Trump tells Senate 24 days to find 60 votes for CLARITY Act

President Trump on July 13 urged the Senate to pass the CLARITY Act before its August recess, giving senators 24 days to secure 60 votes for a federal crypto rulebook.
On July 13, President Donald Trump urged Congress to approve the CLARITY Act before the Senate’s August recess, giving senators 24 days to assemble the 60 votes needed to advance the bill. The White House says the measure will help the United States compete with China on digital assets and artificial intelligence.
The CLARITY Act would create a federal framework for cryptocurrency trading and issuance and assign oversight between the Securities and Exchange Commission and the Commodity Futures Trading Commission. The bill builds on the GENIUS Act, the 2025 law that set rules for stablecoins, and aims to replace a patchwork of enforcement actions and older statutes.
Patrick Witt, the administration’s top digital-assets adviser, described the coming days as a ‘critical week’ and pointed to the July 18 anniversary of the GENIUS Act as an example of coordinated action. The president wrote that Beijing and other countries ‘would like to take complete and total control of this major financial ‘happening,’ as well as A.I., where we are now leading, but where they are fighting hard. Don’t let China win on either subject!!!’
CFTC Chairman Mike Selig urged lawmakers to set clear statutory standards for digital-asset firms, warning that relying on enforcement actions and laws written before blockchain markets emerged could risk U.S. leadership in crypto, AI and fintech. Backers argue clearer rules would improve market transparency and reduce legal uncertainty for firms and regulators.
Legislative work has advanced but not finished. The House passed its version last year. The Senate Banking and Agriculture committees approved separate proposals covering areas under SEC and CFTC jurisdiction, and negotiators are trying to merge those measures into a single Senate package. Talks have slowed and no floor vote is scheduled. The House is set to leave Washington on July 23 and the Senate on Aug. 7.

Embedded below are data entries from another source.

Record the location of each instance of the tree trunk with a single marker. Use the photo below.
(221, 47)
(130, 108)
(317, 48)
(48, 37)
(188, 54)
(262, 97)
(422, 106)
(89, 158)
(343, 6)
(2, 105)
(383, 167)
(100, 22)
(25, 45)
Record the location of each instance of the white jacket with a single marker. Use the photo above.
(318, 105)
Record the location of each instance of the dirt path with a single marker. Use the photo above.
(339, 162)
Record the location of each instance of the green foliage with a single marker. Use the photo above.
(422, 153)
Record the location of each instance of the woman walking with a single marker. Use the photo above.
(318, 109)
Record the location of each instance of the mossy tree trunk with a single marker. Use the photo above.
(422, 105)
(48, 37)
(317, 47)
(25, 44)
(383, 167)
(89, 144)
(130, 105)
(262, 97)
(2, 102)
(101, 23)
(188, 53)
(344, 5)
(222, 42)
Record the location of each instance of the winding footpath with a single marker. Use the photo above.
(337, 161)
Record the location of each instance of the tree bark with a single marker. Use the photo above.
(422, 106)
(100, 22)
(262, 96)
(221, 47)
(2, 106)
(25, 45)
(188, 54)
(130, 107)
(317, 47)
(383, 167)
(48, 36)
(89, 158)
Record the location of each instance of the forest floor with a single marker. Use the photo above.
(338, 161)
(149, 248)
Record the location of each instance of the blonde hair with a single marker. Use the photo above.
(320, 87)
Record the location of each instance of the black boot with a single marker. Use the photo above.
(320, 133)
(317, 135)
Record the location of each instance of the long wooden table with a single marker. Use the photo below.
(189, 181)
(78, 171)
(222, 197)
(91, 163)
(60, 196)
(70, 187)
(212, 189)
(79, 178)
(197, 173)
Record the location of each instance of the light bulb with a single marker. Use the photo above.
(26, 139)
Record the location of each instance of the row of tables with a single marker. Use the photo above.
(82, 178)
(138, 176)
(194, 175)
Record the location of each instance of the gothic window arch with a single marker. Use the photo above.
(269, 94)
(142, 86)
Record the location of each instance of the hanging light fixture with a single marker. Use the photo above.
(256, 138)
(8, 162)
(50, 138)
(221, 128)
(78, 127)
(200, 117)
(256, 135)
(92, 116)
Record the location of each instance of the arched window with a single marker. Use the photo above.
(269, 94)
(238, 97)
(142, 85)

Key disputes include conflict-of-interest limits for senior officials, stablecoin reward rules, and protections for software developers. Democratic negotiators want restrictions that would bar presidents, vice presidents, members of Congress and senior federal officials from profiting from digital-asset businesses while in office.
Trump’s 2025 financial disclosure reported more than $1.4 billion in crypto-related income, including about $800 million tied to World Liberty Financial and roughly $635 million linked to Trump-branded meme coin ventures. The White House has rejected claims that the president’s business interests influenced policy. The Senate Banking Committee rejected an ethics amendment in May; Democrats plan to raise the issue again before any floor vote.
Banks and community lenders are pressing for changes to the bill’s stablecoin provisions. They say the GENIUS Act’s ban on direct stablecoin interest left room for platforms to offer rewards that resemble deposit yields, which could draw funding away from traditional lenders. The Independent Community Bankers of America has launched an advertising campaign opposing what it calls preferential treatment for crypto firms. Industry representatives say lawmakers should distinguish passive interest from transaction- or participation-based rewards.
The proposal would generally prevent developers from being treated as money transmitters when they publish decentralized software and do not control customer funds. Some law-enforcement groups warned that a broad exemption could hinder investigations into money laundering and sanctions evasion. The National Organization of Black Law Enforcement Executives endorsed the CLARITY Act, saying the framework would improve investigative tools against financial crime.
Passing the bill will require navigating Senate procedure and vote arithmetic. Sponsors would likely need 60 votes to end debate. Republicans held 53 seats before Senator Lindsey Graham’s death; an interim appointee could restore that number if sworn in before a cloture vote. Only two Democrats-Sens. Ruben Gallego and Angela Alsobrooks-supported the measure in the Banking Committee markup in May and have said their final support depends on resolving outstanding ethics, consumer protection and illicit finance concerns. If negotiators cannot produce a unified text and secure the necessary votes before the August recess, the next opportunities are a brief September session or a post-election lame-duck period.